まだ値札すら外していなかった重りを手足につけ、歩きまわってみたり、軽く跳んでみたりしたのだが、流石に合計90キロの重りは結構身体に負担を掛けてくる。
「これは……慣れるまで結構掛りそうだな。
でも最悪逃げ脚だけでも上忍レベルにしたいから次から買う重りはちょっと冒険しなきゃ駄目っぽいか?」
特に才能を付加されたわけじゃないから、多少無茶しなきゃ死んじゃうっていう……まぁカードの能力がどの程度のものなのか試してないし、試せる場所もないから夜とかに影響の小さいであろう魔法や罠の実験していかなきゃいけない。
それにこの三日間で日用品と食料は買ったけど、店の中身は基本手つかずだし、看板どころか店の名前すら決まってない。
実際は店の中味が手つかずといっても散らかっているわけじゃないし、このまま店を開くことは出来るんだけど、看板がないのは店としてどうよ?と思ってまだ店を開いていないだけだ。
「考えるべき事は多いけど、とりあえず方針としては身体能力の向上と生活サイクルの確立を基本として、急ぎ考える必要があるのは店の名前位か?
古本の仕入れに関しては、なんか地下に本の倉庫があったから暫くはそれでどうにかなるだろうし、近くに古本屋は無い様だから‘要らない本を買い取ります’って暖簾を表に掲げておけばいいかな?

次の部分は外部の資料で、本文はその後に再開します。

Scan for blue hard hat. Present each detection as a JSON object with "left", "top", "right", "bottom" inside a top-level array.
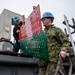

九尾イベントに関してはまだ時間があるからじっくり考えていくことにしよう」
ある程度方針が決まったところで、今日決めた事を紙にメモして机の中へと仕舞いこむ。
これで今日やることは店の名前を考えるだけだ。
出来れば今日中に名前考えて、三日以内に店を開けたい。
「どうするか……やっぱりシンプルかつ日本的な名前が良いよなぁ。
尚且つ本を売っているという事が分かる名前。
本に関わる単語といえば、書・読・巻・本・文とかか?」
頭の中を駆け巡る単語の羅列。
しかし幾ら組み合わせを変えてもしっくりくるものが無い。
どうしたものかと思い、とりあえず本に関係する言葉だけで考えるのは諦めることにした。
「本の住処……これだと本屋っぽいな。
書の隠れ家……これは結構良いと思うけど、保留。
ん?……本の新たな持ち主が出来るまで、本はここで休むと考えればどうだ?
本の宿とか……おぉ!これ結構いいんじゃないか!?」
俺は店の名前を‘本の宿’に決め、看板用の板を買いに行くことにした。
そのついでにこの里のまだ見てない所を回ってみようと考え、部屋に戻って準備を行う。
持っていく物は地図と財布だけだから、準備といっても直ぐ終わるんだけどね。
そう言えば看板って何処で買うんだろう?
っていうか看板屋さんってあるのかな?
なんかいきなり前途多難っぽいけど、お店やってる人に聞けばわかるよね!
よし、そうと決まればカッコいい看板を探して、そのお店の店員さんに聞いてみる事から始めよっと。